The Swiss are worried about lobsters.
They are concerned that lobsters are sentient and can feel pain. So, if you want to eat a lobster in Switzerland, you can’t drop it, live, into a pot of boiling water, which is the preferred cooking method in Maine and other lobster-loving states. Instead, according to this article in USA Today, you need to either electrocute the lobster, or lull it into an insensate state by dipping it in salt water — and then stabbing it in the brain. I’m not sure, frankly, why those methods are viewed as more humane than the classic drop into a pot of boiling water approach, but we’ll just have to take the word of the Swiss — who don’t eat many lobsters in any event — that the lobsters would prefer the electric chair or a knife to the brain.
Switzerland’s constitution apparently has an “animal dignity” provision, and Switzerland is a leader in the animal rights movement. Swiss laws enacted in furtherance of that constitutional protection say that dogs can’t be punished for barking and that anyone who flushes an unwanted goldfish down the toilet violates the law.

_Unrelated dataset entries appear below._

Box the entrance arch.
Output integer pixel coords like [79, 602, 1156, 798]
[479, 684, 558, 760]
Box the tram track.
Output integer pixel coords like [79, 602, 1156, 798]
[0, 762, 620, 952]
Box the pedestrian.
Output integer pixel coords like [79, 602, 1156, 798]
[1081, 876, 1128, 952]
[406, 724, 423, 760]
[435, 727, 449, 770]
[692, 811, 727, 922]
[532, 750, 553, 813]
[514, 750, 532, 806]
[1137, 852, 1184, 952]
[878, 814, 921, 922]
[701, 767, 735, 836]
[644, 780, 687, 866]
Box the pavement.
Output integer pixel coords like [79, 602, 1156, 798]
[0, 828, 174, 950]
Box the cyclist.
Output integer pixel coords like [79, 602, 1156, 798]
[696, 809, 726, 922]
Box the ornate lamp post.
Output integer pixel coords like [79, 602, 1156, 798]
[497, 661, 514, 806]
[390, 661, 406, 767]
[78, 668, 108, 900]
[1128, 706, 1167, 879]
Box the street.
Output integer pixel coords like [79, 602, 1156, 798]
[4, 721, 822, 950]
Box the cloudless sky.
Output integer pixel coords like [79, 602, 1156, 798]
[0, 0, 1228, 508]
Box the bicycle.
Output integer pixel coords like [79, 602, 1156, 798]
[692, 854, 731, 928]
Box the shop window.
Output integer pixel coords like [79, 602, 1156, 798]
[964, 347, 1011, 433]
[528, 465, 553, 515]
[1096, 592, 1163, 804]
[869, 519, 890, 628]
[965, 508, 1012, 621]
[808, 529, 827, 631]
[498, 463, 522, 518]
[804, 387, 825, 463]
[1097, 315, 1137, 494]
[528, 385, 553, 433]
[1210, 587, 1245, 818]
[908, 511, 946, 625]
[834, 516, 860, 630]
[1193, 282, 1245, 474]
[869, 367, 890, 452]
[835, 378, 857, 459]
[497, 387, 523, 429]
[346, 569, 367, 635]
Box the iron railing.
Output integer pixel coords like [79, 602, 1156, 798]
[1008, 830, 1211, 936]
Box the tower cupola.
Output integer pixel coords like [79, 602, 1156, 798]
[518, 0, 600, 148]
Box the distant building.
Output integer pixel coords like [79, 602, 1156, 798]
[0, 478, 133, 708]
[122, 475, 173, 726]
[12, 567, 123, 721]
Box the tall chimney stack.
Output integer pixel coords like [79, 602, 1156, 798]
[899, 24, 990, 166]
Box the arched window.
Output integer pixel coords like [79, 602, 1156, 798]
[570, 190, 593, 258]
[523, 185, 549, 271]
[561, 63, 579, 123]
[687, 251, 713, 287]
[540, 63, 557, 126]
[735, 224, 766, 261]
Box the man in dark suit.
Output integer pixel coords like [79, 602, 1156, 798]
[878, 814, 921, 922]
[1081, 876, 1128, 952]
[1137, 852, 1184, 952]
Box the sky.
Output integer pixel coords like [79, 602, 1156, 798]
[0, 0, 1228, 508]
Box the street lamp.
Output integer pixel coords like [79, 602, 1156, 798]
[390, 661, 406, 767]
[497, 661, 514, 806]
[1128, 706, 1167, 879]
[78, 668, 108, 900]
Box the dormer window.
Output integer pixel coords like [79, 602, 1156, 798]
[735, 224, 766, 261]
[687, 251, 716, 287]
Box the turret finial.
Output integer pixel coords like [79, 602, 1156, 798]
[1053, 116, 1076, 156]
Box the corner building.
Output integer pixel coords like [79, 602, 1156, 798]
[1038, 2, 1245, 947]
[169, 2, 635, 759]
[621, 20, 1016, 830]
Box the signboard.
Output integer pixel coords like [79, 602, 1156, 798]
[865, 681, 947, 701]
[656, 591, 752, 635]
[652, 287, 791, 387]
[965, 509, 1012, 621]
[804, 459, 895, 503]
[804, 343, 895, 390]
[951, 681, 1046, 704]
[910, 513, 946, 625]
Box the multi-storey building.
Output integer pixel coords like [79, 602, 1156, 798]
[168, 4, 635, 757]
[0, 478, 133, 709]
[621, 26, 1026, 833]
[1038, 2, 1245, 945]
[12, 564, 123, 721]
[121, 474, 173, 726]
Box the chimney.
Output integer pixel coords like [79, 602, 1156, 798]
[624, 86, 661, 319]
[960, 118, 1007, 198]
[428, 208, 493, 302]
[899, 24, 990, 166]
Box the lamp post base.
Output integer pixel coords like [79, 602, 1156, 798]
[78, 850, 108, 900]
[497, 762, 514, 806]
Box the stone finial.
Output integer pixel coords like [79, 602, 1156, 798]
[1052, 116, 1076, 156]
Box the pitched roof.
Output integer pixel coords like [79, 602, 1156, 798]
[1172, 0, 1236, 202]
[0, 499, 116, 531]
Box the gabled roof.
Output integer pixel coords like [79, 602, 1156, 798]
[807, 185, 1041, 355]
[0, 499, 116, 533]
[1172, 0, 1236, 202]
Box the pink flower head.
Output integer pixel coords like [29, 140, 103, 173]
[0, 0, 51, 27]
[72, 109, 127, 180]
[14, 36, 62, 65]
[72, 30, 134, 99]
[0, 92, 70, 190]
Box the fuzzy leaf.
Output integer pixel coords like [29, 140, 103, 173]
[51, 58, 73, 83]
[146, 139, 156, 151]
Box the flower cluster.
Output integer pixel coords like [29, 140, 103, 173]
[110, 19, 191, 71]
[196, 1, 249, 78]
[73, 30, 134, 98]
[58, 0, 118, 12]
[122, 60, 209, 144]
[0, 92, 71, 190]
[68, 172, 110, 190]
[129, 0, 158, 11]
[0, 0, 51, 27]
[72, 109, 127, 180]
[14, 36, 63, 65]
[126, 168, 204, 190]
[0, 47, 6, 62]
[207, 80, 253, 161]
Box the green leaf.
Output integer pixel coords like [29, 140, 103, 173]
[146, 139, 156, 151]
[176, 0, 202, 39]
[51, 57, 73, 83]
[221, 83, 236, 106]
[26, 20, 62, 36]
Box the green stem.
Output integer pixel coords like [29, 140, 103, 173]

The logical extension of this movement is to prevent humans from eating any animals, or for that matter domesticating them, breeding them, and preventing them from roaming free and impairing their liberty. And if humans can’t eat other animals, the “animal dignity” provision presumably would prevent one animal species from gobbling up another animal species, too. Why should humans be restrained, when other animals get off scot free? Bears shouldn’t be able to eat fish, for example, and hawks and eagles can’t snatch up eat mice or voles, and wolves and coyotes should be barred from eating chickens, rabbits, or your neighbor’s annoying little yapper dog.
This seems like a pretty confusing approach to the food chain. Me, I think I’ll still enjoy freshly boiled lobster.